It’s moments after the frenzied fight to the death of The Raid: Redemption
and rookie cop Rama (Iko Uwais) is understandably tired. He has, after all, just finished obliterating about two hundred crime-dudes, one by one, with his fists and feet and ability to turn walls into murder weapons.
But… it turns out that the people he ruined in that multi-story killing trap were small potatoes. The power players – the bosses and their henchmen, the politicians and the cops on the take -- are all on the outside. And if Rama can’t get to them then not only will all his pencak silat have been in vain, but his wife and son will be tracked down and killed. As one character puts it, the entire organism must be crushed or the body will just grow new limbs.

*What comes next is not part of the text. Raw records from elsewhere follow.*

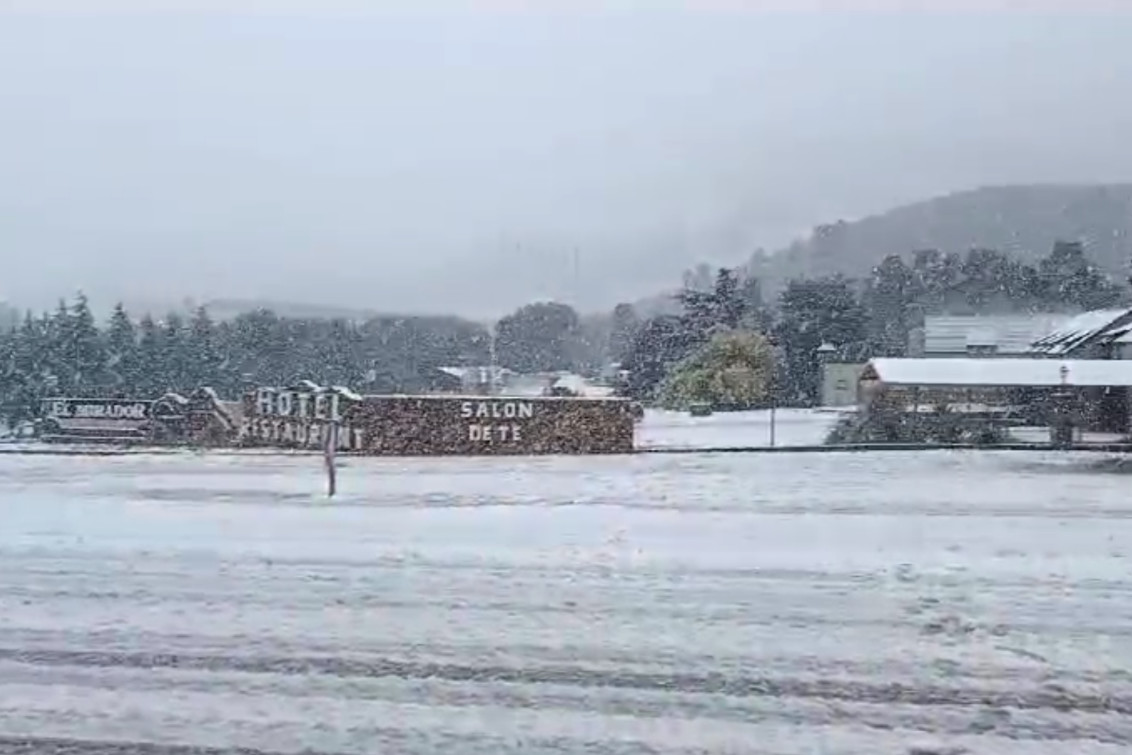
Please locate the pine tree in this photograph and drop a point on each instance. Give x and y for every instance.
(122, 352)
(203, 348)
(83, 349)
(151, 378)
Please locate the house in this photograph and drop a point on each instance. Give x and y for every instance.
(1000, 387)
(1097, 334)
(982, 335)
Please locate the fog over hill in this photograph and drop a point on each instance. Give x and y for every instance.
(434, 157)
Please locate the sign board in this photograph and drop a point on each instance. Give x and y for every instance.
(97, 409)
(300, 418)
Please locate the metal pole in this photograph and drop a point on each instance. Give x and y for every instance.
(331, 452)
(773, 393)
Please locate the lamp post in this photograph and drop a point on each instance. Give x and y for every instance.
(772, 387)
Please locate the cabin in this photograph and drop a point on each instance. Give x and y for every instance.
(1003, 336)
(1001, 388)
(1097, 334)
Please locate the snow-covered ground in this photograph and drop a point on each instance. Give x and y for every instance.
(792, 427)
(695, 603)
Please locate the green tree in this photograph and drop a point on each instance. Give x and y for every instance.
(732, 370)
(122, 351)
(813, 312)
(537, 337)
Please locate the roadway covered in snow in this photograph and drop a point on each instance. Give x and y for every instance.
(734, 603)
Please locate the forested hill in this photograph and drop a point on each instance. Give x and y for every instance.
(1023, 221)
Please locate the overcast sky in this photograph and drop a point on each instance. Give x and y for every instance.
(451, 159)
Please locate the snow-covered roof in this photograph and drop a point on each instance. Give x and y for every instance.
(483, 374)
(972, 372)
(1009, 334)
(1080, 329)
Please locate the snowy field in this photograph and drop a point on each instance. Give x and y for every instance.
(792, 427)
(770, 603)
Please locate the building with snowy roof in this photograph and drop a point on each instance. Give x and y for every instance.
(1001, 388)
(1097, 334)
(982, 335)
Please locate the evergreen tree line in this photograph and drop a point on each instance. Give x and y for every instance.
(857, 319)
(67, 353)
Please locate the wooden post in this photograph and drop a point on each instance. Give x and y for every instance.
(329, 453)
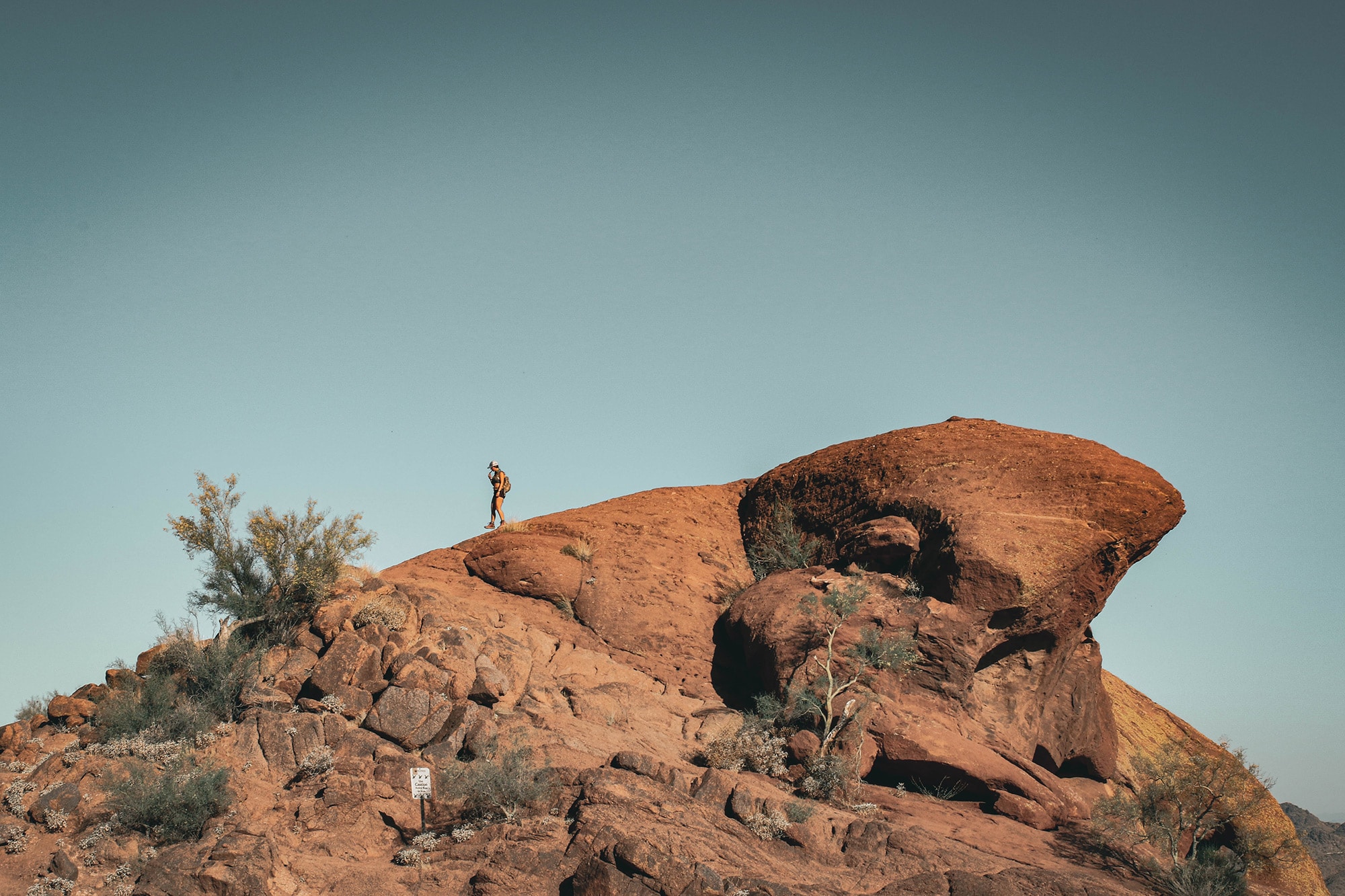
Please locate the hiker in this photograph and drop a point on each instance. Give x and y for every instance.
(500, 482)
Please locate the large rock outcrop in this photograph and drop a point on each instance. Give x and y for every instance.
(1017, 538)
(599, 638)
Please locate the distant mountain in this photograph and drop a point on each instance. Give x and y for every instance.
(1325, 841)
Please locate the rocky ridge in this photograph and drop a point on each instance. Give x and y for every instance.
(621, 662)
(1325, 841)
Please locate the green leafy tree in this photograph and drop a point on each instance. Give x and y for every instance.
(782, 544)
(280, 572)
(171, 805)
(840, 670)
(1183, 801)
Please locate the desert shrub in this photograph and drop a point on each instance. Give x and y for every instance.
(171, 805)
(272, 580)
(14, 838)
(56, 821)
(34, 706)
(158, 712)
(580, 551)
(1213, 873)
(498, 787)
(728, 592)
(944, 790)
(782, 544)
(142, 745)
(841, 670)
(14, 795)
(427, 841)
(210, 674)
(1182, 801)
(333, 704)
(754, 747)
(315, 762)
(829, 776)
(389, 614)
(767, 825)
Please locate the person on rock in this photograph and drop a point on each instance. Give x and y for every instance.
(500, 483)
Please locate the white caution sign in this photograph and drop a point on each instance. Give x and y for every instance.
(420, 783)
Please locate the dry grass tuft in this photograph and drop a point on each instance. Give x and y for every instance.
(767, 825)
(389, 614)
(579, 549)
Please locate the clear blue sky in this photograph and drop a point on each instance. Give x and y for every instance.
(357, 251)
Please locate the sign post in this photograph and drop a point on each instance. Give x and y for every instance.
(420, 790)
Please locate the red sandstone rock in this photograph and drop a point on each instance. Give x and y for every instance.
(621, 698)
(1020, 537)
(67, 708)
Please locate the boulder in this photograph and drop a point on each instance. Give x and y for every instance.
(420, 674)
(490, 684)
(93, 693)
(408, 716)
(350, 661)
(1017, 537)
(14, 736)
(880, 544)
(662, 563)
(72, 710)
(147, 658)
(64, 798)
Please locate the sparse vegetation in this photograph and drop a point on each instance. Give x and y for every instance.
(754, 745)
(14, 795)
(34, 706)
(782, 544)
(1182, 805)
(189, 689)
(498, 787)
(317, 762)
(580, 551)
(829, 776)
(944, 790)
(769, 825)
(14, 838)
(381, 611)
(333, 704)
(1214, 872)
(56, 821)
(840, 670)
(280, 573)
(171, 805)
(728, 592)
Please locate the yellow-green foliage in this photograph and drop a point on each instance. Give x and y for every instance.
(1144, 728)
(280, 572)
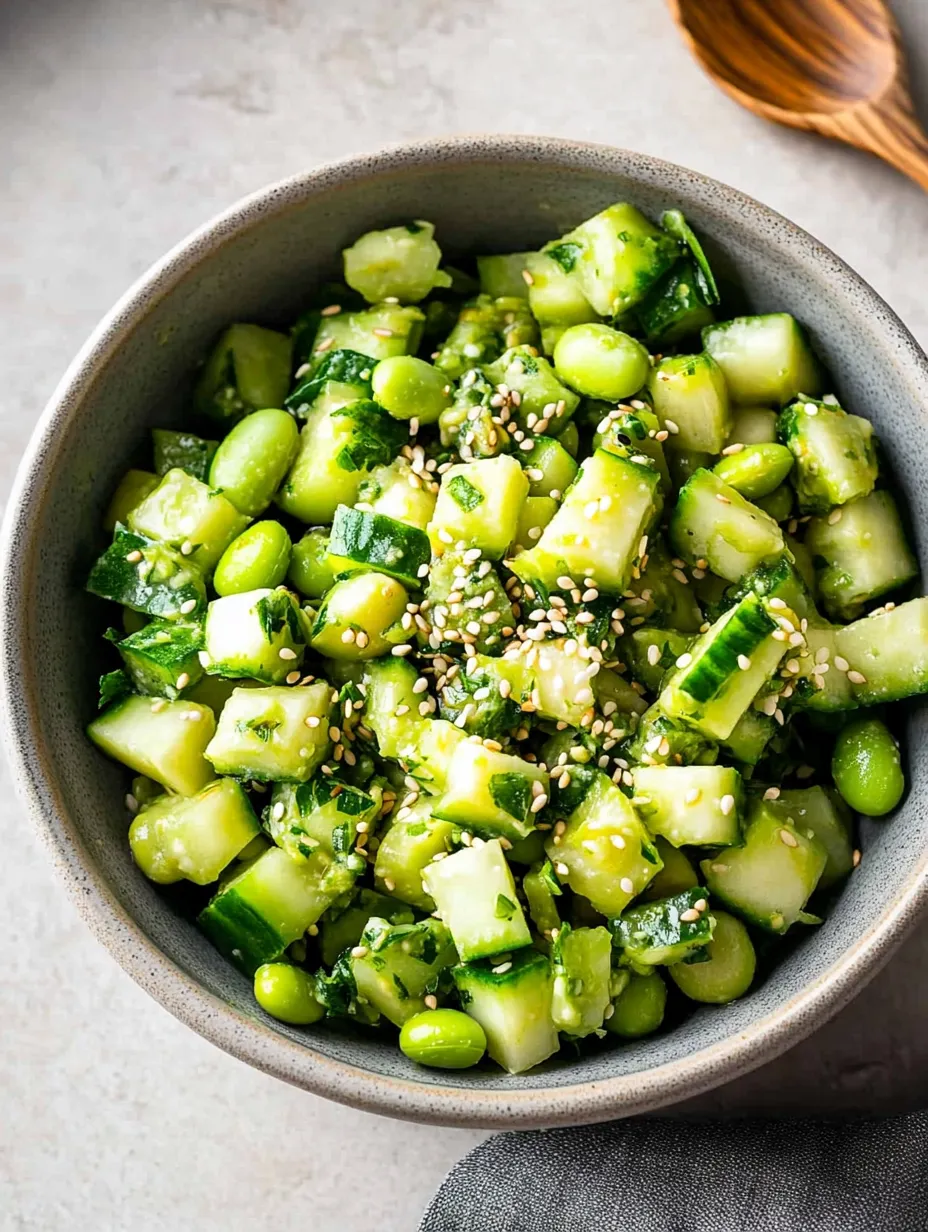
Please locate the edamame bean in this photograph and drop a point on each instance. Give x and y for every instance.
(865, 768)
(408, 388)
(598, 361)
(728, 971)
(309, 571)
(639, 1009)
(445, 1039)
(287, 993)
(757, 470)
(259, 557)
(252, 461)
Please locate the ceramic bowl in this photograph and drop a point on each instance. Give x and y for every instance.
(258, 261)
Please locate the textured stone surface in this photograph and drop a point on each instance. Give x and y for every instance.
(122, 126)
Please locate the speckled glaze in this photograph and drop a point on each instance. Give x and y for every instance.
(256, 263)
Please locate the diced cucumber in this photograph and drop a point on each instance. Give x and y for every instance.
(258, 633)
(770, 877)
(690, 396)
(725, 668)
(714, 522)
(615, 258)
(399, 263)
(605, 853)
(360, 617)
(192, 837)
(764, 359)
(475, 896)
(268, 906)
(374, 541)
(338, 450)
(664, 932)
(582, 960)
(836, 458)
(163, 657)
(247, 370)
(862, 553)
(492, 794)
(266, 733)
(148, 577)
(690, 806)
(598, 530)
(478, 505)
(163, 739)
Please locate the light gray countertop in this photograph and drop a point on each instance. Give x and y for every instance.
(123, 125)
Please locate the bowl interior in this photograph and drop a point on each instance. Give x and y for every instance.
(259, 264)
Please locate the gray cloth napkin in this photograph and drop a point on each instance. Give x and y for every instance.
(662, 1175)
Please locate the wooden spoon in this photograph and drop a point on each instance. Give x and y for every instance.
(834, 67)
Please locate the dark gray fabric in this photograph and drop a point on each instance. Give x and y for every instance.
(661, 1175)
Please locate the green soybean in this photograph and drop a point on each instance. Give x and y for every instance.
(757, 470)
(444, 1039)
(866, 769)
(309, 569)
(252, 461)
(287, 993)
(411, 388)
(639, 1009)
(600, 362)
(728, 971)
(259, 557)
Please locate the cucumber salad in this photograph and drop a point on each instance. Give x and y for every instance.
(505, 649)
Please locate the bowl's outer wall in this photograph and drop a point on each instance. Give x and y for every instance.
(259, 263)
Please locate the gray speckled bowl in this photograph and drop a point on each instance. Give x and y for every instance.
(256, 263)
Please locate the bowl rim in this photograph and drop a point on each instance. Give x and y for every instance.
(232, 1030)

To that end Rama goes deep undercover into prison for a years-long operation, ingratiating himself to Uco (Arifin Putra), the petulant, impatient son of an underworld boss (Tio Pakusodewo) and becoming indispensible to the mechanics of the criminal system, all in the name of taking down the entire lot.
Then the face-breaking happens. And that’s why you’re here.
Director Gareth Evans kicks it off with a nod to the first film and its tightly enclosed fighting rings as Uwais takes on dozens of brawlers in a tiny restroom stall. But The Raid 2’s departure from the previous installment’s hermetically sealed death box – Rama, at one point, says, “I don’t want to spend my time acting tough in toilets” -- makes for both opportunities to expand the action and challenges of pacing and presentation.
The fight scenes are gory and glorious, exhausting and overwhelming, an endless array of ways to kill. Uwais, full of simmering rage and a dead-eyed stare, is the Gene Kelly of a rain-soaked prison battle that becomes a brutal death orgy of mud-eating, tibia-snapping, skull-crushing and throat-stabbing. Later a subway fight with claw hammers makes everything in Midnight Meat Train feel timid. There is death by baseball. There is death by kitchen appliance. There are shotguns blowing off faces. THIS GOES ON FOR 150 MINUTES.
A story of underworld allegiances and moral futility grows out of the down time between martial art murders, a routine tale of crime and its dehumanizing effects that occasionally threatens to slow everything to an evil crawl. It was necessary, of course; something more than a second building was required, a narrative that took the outside world into account. But that means characters have to talk, an activity that held almost no interest for The Raid: Redemption. And when they open their mouths, they say the sorts of things gangsters all tend to say. Some would like more power. Others would like to negotiate with rival gangs for the ongoing existence of their mutually beneficial business. Some would like -- see? You don’t care at all, do you? You want more fighting. Evans seems to want that, too.
The director favors editing to match the frenzy, but it doesn’t supplant the meticulous, intensely physical battle work accomplished by the enormous cast (Uwais served as fight choreographer). Instead, that camera's chop and crunch -- sometimes employing long takes, rare in action films -- yanks the story away from its moral center and bitter realities and amplifies the strenuous dance of killing, forcing the annihilation front and center, reminding everyone who dares to keep looking of the series' entire reason to exist. Expect more of the insane same from the already-planned third chapter. And rest up.